Several hostages freed in a cease-fire deal in November described being held inside tunnels. The military said three returned captives had been held in the tunnel beneath Khan Younis.

Hamas is believed to have built hundreds of kilometers (miles) of tunnels, which it uses to shield its fighters. Israel has uncovered several tunnels in residential areas, running beneath or near schools, hospitals and mosques.


DUBAI, United Arab Emirates — Saudi Arabia says it won’t normalize ties with Israel without recognition of an independent Palestinian state and a full Israeli military withdrawal from Gaza.

The Foreign Ministry outlined its “firm position” in a statement released Wednesday, two days after U.S. Secretary of State Antony Blinken met with Crown Prince Mohammed bin Salman.

The Biden administration has spent much of the past year pushing for a potentially historic agreement in which Saudi Arabia would recognize Israel in return for U.S. defense guarantees, assistance in setting up a civilian nuclear program and major progress toward resolving the Israeli-Palestinian conflict.

In the latest statement, Saudi Arabia appeared to sharpen its demands.

“The Kingdom has communicated its firm position to the U.S. administration that there will be no diplomatic relations with Israel unless an independent Palestinian state is recognized on the 1967 borders with East Jerusalem as its capital, and that the Israeli aggression on the Gaza Strip stops and all Israeli occupation forces withdraw from the Gaza Strip,” the statement said.

Israel captured east Jerusalem, the West Bank and the Gaza Strip – territories the Palestinians want for their future state – in the 1967 Mideast war.

Israel annexed east Jerusalem in a move not recognized by most of the international community and views the entire city as its capital.

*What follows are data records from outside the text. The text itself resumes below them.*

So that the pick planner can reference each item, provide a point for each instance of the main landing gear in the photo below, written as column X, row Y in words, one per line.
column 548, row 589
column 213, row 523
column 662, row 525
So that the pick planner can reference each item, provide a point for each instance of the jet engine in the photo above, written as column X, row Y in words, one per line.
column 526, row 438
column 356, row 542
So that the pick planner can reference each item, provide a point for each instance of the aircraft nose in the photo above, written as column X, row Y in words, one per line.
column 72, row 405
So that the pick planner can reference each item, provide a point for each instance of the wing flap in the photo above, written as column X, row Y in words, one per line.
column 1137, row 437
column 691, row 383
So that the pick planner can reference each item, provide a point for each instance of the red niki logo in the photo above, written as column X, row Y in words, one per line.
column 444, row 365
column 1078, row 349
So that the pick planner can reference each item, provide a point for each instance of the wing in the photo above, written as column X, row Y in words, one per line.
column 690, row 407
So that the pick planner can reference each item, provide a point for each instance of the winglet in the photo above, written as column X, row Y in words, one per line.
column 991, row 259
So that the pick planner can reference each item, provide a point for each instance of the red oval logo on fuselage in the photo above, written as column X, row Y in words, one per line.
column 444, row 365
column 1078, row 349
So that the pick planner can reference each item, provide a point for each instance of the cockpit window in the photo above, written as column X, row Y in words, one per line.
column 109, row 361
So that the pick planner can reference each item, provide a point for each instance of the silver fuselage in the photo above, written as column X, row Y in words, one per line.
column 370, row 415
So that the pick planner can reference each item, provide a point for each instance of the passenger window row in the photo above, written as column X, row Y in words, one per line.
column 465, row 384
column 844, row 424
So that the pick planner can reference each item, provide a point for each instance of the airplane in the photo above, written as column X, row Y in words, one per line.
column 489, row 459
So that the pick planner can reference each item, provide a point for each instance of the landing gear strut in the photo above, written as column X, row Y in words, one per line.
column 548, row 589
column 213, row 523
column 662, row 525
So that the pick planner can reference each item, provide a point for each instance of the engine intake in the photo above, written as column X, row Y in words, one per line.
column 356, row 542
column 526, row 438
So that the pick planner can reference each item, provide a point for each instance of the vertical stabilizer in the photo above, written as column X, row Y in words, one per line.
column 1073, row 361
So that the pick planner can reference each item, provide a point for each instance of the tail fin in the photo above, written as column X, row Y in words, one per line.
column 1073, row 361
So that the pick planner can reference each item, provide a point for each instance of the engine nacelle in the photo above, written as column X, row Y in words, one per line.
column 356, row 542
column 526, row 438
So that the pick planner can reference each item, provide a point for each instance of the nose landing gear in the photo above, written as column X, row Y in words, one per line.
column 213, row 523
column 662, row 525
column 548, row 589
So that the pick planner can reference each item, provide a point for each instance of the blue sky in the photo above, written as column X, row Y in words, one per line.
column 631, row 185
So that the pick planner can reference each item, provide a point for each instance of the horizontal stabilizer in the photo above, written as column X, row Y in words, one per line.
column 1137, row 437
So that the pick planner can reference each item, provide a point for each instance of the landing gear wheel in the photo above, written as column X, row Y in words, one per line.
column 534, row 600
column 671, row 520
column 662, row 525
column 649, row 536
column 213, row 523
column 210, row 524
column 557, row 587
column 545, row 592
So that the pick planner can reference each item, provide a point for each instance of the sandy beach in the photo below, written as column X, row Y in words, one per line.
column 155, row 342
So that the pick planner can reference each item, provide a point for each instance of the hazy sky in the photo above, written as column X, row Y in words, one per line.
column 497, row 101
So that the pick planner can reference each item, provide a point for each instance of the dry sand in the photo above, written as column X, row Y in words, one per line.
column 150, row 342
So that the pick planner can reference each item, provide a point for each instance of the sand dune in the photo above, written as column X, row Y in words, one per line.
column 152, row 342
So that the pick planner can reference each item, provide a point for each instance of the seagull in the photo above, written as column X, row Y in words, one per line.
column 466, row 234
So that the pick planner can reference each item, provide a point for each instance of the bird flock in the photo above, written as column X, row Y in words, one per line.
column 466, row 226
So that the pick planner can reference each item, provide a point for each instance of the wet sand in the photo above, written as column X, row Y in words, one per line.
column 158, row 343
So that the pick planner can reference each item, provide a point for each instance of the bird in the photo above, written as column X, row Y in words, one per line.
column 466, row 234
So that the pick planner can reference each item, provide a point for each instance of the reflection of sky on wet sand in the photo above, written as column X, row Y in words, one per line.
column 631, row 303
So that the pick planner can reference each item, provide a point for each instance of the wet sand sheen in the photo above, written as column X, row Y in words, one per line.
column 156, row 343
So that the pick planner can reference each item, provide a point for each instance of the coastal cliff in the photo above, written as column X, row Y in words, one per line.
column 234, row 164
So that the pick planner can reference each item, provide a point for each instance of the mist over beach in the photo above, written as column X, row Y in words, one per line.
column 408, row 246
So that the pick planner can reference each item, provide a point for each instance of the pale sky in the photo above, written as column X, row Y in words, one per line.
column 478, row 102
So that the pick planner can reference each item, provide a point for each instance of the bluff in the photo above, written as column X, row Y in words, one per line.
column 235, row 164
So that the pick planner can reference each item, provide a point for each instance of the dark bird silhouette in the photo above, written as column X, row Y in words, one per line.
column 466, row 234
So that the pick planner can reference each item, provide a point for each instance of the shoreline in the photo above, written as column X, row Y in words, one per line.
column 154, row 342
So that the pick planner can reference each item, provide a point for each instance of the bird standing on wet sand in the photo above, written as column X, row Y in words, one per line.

It has built Jewish settlements across the occupied West Bank that are now home to over 500,000 Israelis. It withdrew soldiers and settlers from Gaza in 2005 but along with Egypt imposed a blockade on the territory when Hamas seized power there two years later.

Israeli Prime Minister Benjamin Netanyahu leads a government staunchly opposed to Palestinian statehood and has said Israel will maintain open-ended security control over Gaza even after the war against Hamas.


BEIRUT — Hamas’ response to a proposed cease-fire and hostage release deal has been published in a Lebanese newspaper.

The document, whose authenticity was confirmed by officials, offers the clearest look yet at the group’s demands for the release of over 100 hostages it is holding in Gaza.

The response to a plan drawn up by the U.S., Israel, Qatar and Egypt envisions a three-phase agreement unfolding over 4 ½ months leading to the end of the war and the release of all hostages.

Hamas’ proposal would effectively leave the militant group in power in Gaza and allow it to rebuild its military capabilities, a scenario that Israel adamantly rejects.

In the first 45-day phase, Hamas would release all remaining women and children, as well as older men and those who are ill, in exchange for the release of all the women, children, sick and older prisoners held by Israel. Israel would release an additional 1,500 Palestinian prisoners, including 500 specified by Hamas – likely high-profile militants serving life sentences.

Israel would withdraw its forces from population centers, halt aerial operations and allow in far more humanitarian aid and the start of reconstruction. It would also allow displaced people to return to their homes, including in northern Gaza, and open all crossings.

In the second phase, which would be negotiated during the first, Hamas would release the remaining hostages, mainly soldiers and civilian men, in exchange for more prisoners, and Israel would complete its withdrawal from Gaza. The two sides would exchange the remains of deceased hostages and prisoners in a third stage, which would give way to a long-term truce.

A Hamas official and two Egyptian officials confirmed the authenticity of the document published by Lebanon’s Al-Akhbar newspaper on condition of anonymity because they were not authorized to brief media on the sensitive negotiations. The newspaper is close to Lebanon’s Hezbollah militant group, an ally of Hamas.